MP Bikker explained that there were several countries in the EU that have a residency/citizenship by investment programme in place. He said that in Cyprus investors obtain citizenship at once when they participate, in France after five years and in Malta after two. “An extension in the law from five to seven years will brand Aruba, Curaçao and St. Maarten unattractive for investors making use of these facilities,” he said.
Unlike some of their colleagues of the Second Chamber, the Parliamentarians of Aruba, Curaçao and St. Maarten didn’t have a specific problem with the prolongation of the term for naturalisation from five to seven years. This extension more so affects the Netherlands where the term is currently five years.
The Dutch Caribbean countries already have a system in place whereby a person must live on the island for ten years to qualify for an indefinite residency permit, at which time the person can also apply for the procedure to acquire the Dutch nationality. “In that sense, we are stricter than the Netherlands,” said De Sousa-Croes.
Various Dutch MPs described the Dutch nationality as a “great good, something to be proud of” and “a privilege” for which one has to work hard. The Socialist Party (SP), ChristianUnion (CU), the green left party GroenLinks, the democratic D66 party and Group Kuzu/Öztürk vehemently objected to the extension from five to seven years for naturalisation.
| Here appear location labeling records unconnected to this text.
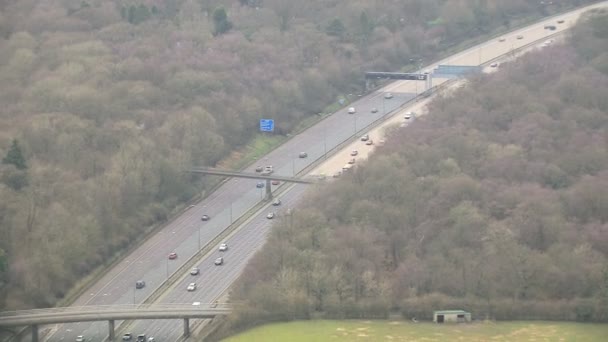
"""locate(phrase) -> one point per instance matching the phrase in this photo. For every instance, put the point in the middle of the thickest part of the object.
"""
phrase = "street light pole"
(325, 142)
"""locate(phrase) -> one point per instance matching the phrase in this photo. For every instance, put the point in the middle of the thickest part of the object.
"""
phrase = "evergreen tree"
(14, 156)
(220, 21)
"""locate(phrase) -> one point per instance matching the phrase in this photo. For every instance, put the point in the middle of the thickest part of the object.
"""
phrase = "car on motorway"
(267, 170)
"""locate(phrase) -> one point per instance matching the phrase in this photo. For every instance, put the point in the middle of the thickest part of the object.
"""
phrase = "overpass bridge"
(110, 313)
(267, 178)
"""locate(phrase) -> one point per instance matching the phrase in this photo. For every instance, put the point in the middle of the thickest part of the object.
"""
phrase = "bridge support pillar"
(186, 327)
(111, 330)
(268, 190)
(34, 328)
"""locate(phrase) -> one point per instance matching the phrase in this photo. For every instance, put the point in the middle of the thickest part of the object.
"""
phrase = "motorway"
(187, 233)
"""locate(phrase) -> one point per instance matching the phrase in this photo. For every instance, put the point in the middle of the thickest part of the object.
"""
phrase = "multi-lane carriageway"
(236, 196)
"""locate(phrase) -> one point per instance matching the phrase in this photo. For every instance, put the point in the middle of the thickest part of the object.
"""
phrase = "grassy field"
(313, 331)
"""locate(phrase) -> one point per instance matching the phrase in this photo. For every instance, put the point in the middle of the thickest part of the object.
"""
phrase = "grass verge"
(337, 331)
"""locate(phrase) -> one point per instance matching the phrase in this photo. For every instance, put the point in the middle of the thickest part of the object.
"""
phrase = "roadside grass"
(357, 330)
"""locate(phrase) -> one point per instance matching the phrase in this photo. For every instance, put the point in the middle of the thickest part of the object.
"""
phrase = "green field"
(354, 330)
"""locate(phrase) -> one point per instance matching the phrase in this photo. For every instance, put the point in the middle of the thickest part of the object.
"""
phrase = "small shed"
(451, 316)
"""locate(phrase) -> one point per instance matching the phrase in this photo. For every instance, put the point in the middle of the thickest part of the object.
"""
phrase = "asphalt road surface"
(186, 233)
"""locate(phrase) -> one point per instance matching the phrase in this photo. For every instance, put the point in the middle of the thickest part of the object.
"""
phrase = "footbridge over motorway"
(267, 178)
(110, 313)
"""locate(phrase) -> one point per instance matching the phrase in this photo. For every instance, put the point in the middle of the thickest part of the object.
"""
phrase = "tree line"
(109, 101)
(495, 203)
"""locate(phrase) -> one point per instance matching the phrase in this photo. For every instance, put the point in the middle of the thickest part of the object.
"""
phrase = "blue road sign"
(266, 125)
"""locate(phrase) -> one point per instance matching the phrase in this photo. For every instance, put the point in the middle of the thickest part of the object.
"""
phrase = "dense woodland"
(495, 202)
(104, 103)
The parties said the extension would result in a further exclusion of a group of people and prevent them from full-fledged integration into the Dutch society.
Almost all colleagues of the Second Chamber extended a warm welcome to the special delegates of the Dutch Caribbean Parliaments seated in the plenary hall. “It is nice to have you here,” said Chairperson Helma Neppérus. “Finally some more diversity and colour in this plenary hall,” said Tanahan Kuzu of the Group Kuzu/Öztürk.
“It is a privilege to have you at this debate,” said Member of the Second Chamber Kees van der Staaij of the reformed Christian SGP party, who suggested that the Dutch Parliament also take the interests of the islands into account when the overseas colleagues were not present at the handling of Kingdom laws.
Sjoerd Sjoerdsma (D66) said he found it “very special” to have the Parliaments of the islands present at the debate. “It is a first step. It is much better to have you here physically present, even though you are in our thoughts when you are not here for the handling of a Kingdom Law,” he said.
The handling of the Kingdom Law proposal, the second term, continued late Wednesday evening.